Alvin concurs. Driving among the parishes that afternoon, he pointed to one large place where some men were standing near their equipment, in a yard below tall trees. A young man on a tractor pulling an implement turned in to their driveway, coming in from spreading manure. This family runs a real large dairy operation, and they were out there working away on it at five in the evening before the 4th of July. But they have just a few hundred acres, since the dairy farms concentrate their resources in the livestock. It’s the livestock, Alvin emphasizes, that requires a whole family to work and allows them to remain on their farm continuously.

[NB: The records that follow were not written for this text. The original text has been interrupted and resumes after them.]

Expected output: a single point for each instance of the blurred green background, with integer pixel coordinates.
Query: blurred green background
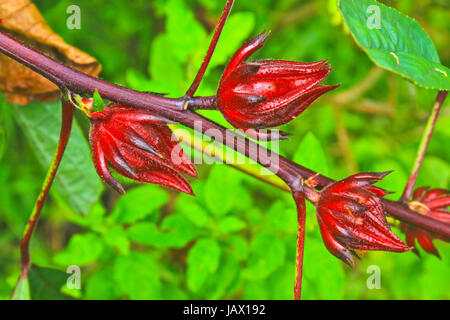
(236, 238)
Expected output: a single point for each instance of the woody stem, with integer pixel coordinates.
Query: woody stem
(66, 126)
(173, 109)
(299, 198)
(426, 137)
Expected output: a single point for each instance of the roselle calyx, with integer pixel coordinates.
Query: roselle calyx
(138, 145)
(268, 93)
(433, 203)
(351, 217)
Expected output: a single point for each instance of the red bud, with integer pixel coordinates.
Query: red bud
(351, 217)
(268, 93)
(138, 145)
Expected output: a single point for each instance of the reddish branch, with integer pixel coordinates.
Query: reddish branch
(75, 81)
(212, 46)
(66, 126)
(424, 145)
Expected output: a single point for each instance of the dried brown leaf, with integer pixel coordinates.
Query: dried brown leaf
(23, 21)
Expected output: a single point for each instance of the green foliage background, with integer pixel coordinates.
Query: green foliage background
(236, 238)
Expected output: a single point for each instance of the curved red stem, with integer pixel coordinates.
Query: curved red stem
(212, 46)
(289, 171)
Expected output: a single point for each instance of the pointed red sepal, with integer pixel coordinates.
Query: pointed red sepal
(268, 93)
(351, 217)
(139, 145)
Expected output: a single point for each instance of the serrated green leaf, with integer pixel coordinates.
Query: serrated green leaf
(137, 276)
(202, 261)
(46, 283)
(76, 179)
(139, 203)
(395, 42)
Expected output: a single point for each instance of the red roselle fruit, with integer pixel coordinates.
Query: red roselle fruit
(138, 145)
(268, 93)
(432, 203)
(351, 217)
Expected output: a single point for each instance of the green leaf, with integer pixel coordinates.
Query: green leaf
(179, 20)
(117, 238)
(81, 250)
(230, 40)
(222, 190)
(311, 155)
(137, 276)
(230, 224)
(166, 77)
(202, 261)
(218, 283)
(138, 203)
(101, 285)
(191, 208)
(266, 254)
(395, 42)
(177, 236)
(76, 179)
(22, 290)
(46, 283)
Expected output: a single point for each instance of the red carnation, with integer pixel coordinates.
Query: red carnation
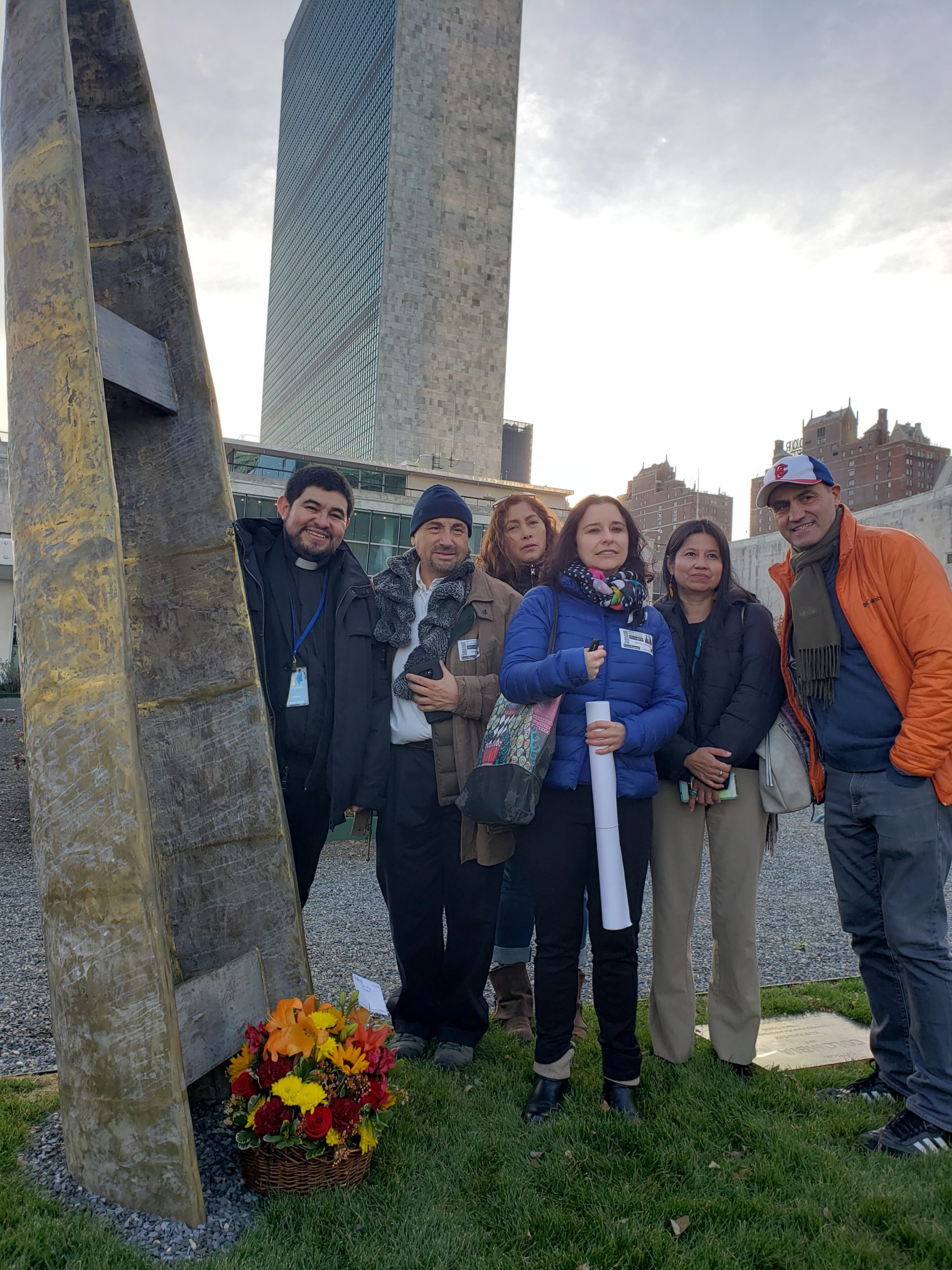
(272, 1070)
(255, 1037)
(271, 1115)
(380, 1061)
(244, 1086)
(316, 1123)
(377, 1094)
(345, 1114)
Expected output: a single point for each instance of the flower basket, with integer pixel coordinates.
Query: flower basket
(309, 1095)
(270, 1169)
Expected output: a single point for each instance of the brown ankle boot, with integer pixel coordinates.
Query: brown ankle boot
(513, 991)
(579, 1028)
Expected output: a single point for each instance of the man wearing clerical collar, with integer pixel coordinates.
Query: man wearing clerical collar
(324, 677)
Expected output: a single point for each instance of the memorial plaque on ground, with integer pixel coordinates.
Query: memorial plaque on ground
(818, 1039)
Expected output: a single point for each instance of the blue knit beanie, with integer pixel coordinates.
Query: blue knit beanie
(437, 502)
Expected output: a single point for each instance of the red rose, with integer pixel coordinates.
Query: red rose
(345, 1114)
(271, 1115)
(272, 1070)
(316, 1123)
(255, 1037)
(244, 1086)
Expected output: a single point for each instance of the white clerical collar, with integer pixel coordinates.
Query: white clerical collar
(422, 584)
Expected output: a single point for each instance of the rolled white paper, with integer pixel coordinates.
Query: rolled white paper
(604, 797)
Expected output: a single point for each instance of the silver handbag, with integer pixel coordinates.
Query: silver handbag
(785, 766)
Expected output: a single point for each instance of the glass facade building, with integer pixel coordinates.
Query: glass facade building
(324, 303)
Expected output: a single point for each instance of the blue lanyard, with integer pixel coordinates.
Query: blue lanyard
(298, 640)
(697, 648)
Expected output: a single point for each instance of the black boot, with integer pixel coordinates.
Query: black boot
(621, 1098)
(545, 1100)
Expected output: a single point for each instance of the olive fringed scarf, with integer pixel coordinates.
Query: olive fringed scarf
(815, 632)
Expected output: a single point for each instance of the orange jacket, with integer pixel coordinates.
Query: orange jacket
(896, 599)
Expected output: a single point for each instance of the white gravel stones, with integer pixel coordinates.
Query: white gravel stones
(230, 1207)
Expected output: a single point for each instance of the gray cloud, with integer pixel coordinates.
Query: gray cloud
(828, 119)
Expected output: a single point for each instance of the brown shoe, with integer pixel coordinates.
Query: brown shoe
(579, 1028)
(515, 1003)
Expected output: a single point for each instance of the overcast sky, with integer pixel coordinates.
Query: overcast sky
(728, 214)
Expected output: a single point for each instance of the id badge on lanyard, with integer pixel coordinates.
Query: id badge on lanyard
(298, 689)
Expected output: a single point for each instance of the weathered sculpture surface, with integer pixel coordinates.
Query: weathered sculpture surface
(158, 828)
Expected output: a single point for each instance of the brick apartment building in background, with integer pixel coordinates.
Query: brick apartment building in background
(659, 502)
(876, 468)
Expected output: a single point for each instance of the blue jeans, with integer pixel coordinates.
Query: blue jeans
(890, 844)
(516, 921)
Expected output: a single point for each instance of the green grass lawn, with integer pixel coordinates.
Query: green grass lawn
(460, 1182)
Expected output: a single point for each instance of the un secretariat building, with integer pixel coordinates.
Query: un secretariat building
(393, 223)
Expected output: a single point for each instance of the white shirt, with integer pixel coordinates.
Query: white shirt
(407, 719)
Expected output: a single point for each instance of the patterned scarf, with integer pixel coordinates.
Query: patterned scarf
(622, 592)
(395, 602)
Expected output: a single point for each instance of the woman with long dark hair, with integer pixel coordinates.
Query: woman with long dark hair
(520, 536)
(610, 645)
(730, 670)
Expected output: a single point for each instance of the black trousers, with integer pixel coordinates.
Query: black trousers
(558, 854)
(423, 882)
(309, 818)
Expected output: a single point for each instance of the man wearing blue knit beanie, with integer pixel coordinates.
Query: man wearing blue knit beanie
(445, 623)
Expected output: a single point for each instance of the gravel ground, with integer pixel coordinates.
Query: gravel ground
(230, 1207)
(347, 930)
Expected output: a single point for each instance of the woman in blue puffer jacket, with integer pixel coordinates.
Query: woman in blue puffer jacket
(598, 574)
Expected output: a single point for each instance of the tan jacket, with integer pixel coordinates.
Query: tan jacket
(456, 742)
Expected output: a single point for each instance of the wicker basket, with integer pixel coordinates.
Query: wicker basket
(268, 1169)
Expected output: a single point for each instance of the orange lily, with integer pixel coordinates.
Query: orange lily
(370, 1038)
(304, 1037)
(350, 1060)
(282, 1017)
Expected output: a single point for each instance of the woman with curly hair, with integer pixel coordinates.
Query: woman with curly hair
(518, 539)
(520, 536)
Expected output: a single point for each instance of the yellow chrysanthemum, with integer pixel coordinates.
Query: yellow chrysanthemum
(295, 1092)
(240, 1062)
(325, 1051)
(350, 1060)
(325, 1019)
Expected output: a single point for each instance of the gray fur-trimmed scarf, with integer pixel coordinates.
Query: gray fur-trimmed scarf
(395, 602)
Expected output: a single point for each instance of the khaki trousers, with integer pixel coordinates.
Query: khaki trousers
(737, 832)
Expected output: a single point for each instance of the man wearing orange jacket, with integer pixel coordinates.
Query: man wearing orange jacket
(867, 659)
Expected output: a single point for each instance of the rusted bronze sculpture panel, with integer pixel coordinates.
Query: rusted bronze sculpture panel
(160, 844)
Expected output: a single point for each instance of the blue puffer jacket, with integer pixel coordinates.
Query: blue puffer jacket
(642, 681)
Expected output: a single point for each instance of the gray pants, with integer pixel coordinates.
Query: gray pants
(737, 832)
(890, 849)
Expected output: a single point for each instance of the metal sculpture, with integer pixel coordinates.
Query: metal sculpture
(166, 877)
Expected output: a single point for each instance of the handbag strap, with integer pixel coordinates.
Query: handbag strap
(464, 622)
(555, 623)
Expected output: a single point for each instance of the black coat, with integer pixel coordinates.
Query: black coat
(359, 749)
(737, 690)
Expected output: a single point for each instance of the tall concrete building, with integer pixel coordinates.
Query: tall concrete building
(659, 502)
(879, 466)
(393, 225)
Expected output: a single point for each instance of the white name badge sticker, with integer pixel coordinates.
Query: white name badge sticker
(298, 691)
(640, 642)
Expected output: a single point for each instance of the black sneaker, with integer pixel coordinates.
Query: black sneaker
(871, 1089)
(908, 1135)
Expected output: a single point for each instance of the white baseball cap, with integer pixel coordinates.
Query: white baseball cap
(794, 470)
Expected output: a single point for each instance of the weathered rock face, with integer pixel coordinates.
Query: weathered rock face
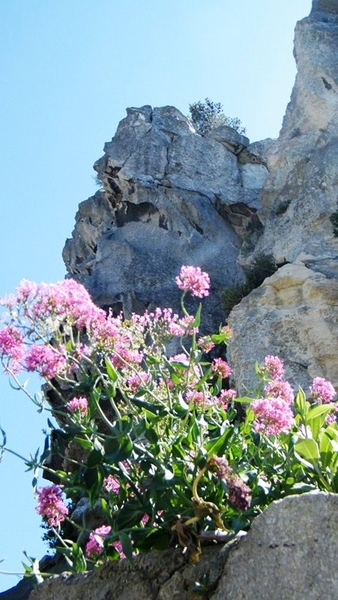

We passed farmsteads at regular intervals in the countryside. Alvin knew most of the families and he related their current situation in relation to the land. “This one,” he said, “he’s gotton too old now, and his son continues working the farm alone. This one, he works the farm with his two boys. This one, he’s still going but his boy works in Effingham, so he won’t be passing it on. This one, he’s gotton too old, and he didn’t have a son to take over the land…,” and so on. Alvin pointed out the homes built by the farmers’ children, usually newer ranch-style homes on the edge of fields, about a quarter mile down the road from the main family house. They stay on the farm or return to the family’s land to build a home and live, although in many cases they do not take over the farm operations. One of Alvin’s own sons is doing the same, he noted.

Inevitably, the farms are slowly disappearing. When a farmer grows too old and a son does not take over, that’s a farm that disappears. There certainly is not anyone new coming into the area to replace them. Alvin pointed out one latecomer family, which arrived at the late date of about 1910. Now some of the townships in Jasper County don’t have towns anymore. And more young people are leaving. Alvin is quite the exception, being lucky to have all of his three sons working and raising their families around Island Grove. Most grow up on the farms, then go off to college and later head for jobs in St. Louis or Chicago or elsewhere.

The future of this area will tell the future of rural Illinois, because the signs are clear: the inroads on the family farm have reached this last bastion of stability. If, in this place, a family farm cannot survive, then no family farm can thrive in the world we have created today. Kevin Perkins forsees the area becoming a suburban corridor developing around new industries in Effingham, with the outlying farmland combined into huge corporate farms. Such operations would gain little adherence or interest from the owners of the land, who are the children of today’s farmers.

My cousin and I finished the afternoon by enjoying dinner with Darlene, who served a very good pork stew. One of their young grandsons was with us. It may be that the land is reaching its limit in what it can give to these families. Even here, in this area of   families, amidst a landscape shaped by generations of hard work and faith, the people are slowly relinquishing their hold upon the land. Through these generations they have followed the technology adventure of America, until now that technology and it’s fast-paced economy, is leaving their way behind. Perhaps the land will revert to a pastoral escape for people living here but having no dependence upon the land. Even so, for these 130 years the land has been very good, to allow families and faith. If the family farm will ever return to these prairies, it will probably need to be remade from scratch, as something totally new. We cannot now foresee what that is, but it was a very great thing while it lasted.